Robot to Carve Exact Copies of the Parthenon Marbles

The Oxford Institute for Digital Archaeology aspires to create copies of the Parthenon Marbles exhibited at the British Museum, using cutting-edge 3D technology.

The Oxford Institute for Digital Archeology aims to solve the long-running dispute between Athens and London over the issue of the Parthenon Marbles, through the use of 3D technology. The Institute has developed the ability to create full-scale, faithful replicas of historical objects with microscopic accuracy.

According to a recent article in the New York Times, members of the Institute have been working since June 29, in Carrera, Italy, on two Parthenon sculptures that are on display at the British Museum. One is a life-size horse’s head from the Parthenon’s pediment, the other a metope from the south side of the temple, depicting a scene from the Centauromachy  (the battle of the Lapiths against the half-man, half-horse Centaurs).

Pentelic marble, quarried from Mount Penteli northeast of Athens, the material used for the original sculptures, is also being used for the copies.
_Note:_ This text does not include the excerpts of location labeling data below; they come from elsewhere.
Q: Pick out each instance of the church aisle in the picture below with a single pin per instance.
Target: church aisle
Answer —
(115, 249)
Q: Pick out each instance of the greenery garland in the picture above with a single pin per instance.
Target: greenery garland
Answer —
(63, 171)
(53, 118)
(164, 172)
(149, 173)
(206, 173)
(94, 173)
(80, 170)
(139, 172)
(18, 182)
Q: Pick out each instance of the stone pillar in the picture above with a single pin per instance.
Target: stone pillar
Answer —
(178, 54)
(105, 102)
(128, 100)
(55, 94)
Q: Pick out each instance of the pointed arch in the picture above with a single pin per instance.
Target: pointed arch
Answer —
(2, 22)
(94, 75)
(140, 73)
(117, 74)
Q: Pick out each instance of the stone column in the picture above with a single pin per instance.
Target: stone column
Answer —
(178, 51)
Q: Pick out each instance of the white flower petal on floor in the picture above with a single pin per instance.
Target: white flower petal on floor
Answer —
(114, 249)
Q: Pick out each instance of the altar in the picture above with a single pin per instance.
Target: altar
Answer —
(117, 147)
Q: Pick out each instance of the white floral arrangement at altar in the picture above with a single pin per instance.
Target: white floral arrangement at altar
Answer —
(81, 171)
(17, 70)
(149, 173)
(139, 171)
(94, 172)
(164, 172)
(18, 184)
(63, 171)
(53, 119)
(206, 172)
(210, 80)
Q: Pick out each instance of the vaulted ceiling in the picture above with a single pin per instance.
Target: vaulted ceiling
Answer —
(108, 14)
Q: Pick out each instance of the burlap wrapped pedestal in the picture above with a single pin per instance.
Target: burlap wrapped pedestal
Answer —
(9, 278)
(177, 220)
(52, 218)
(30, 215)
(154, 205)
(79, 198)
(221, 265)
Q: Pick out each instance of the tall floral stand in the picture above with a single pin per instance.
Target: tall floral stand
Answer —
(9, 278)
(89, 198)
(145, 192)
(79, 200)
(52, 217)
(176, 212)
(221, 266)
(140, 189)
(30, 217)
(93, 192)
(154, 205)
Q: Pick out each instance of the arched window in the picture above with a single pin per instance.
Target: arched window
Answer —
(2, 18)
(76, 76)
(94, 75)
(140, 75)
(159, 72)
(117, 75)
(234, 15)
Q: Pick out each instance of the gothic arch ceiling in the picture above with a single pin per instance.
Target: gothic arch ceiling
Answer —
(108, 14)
In the article, professor Andrea Berlin, archaeologist and the James R. Wiseman Chair in Classical Archeology at Boston University’s Department of Archaeology, argued that the Institute’s efforts to resurrect lost antiquities by carving facsimiles could have the effect of changing the relationship between a monument’s viewers and the elements it displays.

“Our sole purpose is to encourage the repatriation of the marbles. When two people both want the same thing, making a second, identical one is an obvious solution,” says Roger Michael, head of Oxford’s Institute for Digital Archaeology, who aims to see the two projects completed by the end of July.


The replicas will be created based on digital photographs taken of the sculptures by members from the Institute who went to the British Museum as visitors. This was preceded by a negative response to their official request for a digital scan of the sculptures by museum officials. 3D images of the horse’s marble head were uploaded to the carving robot, which built the prototype in four days.

Robotor, which undertook the reproduction project, specializes in integrating multi-axis industrial robots that recreate all kinds of 3D stone designs. They argue that this is a new era of sculpture without broken stones, chisels and dust, but with scanning, point clouds, design and artificial intelligence.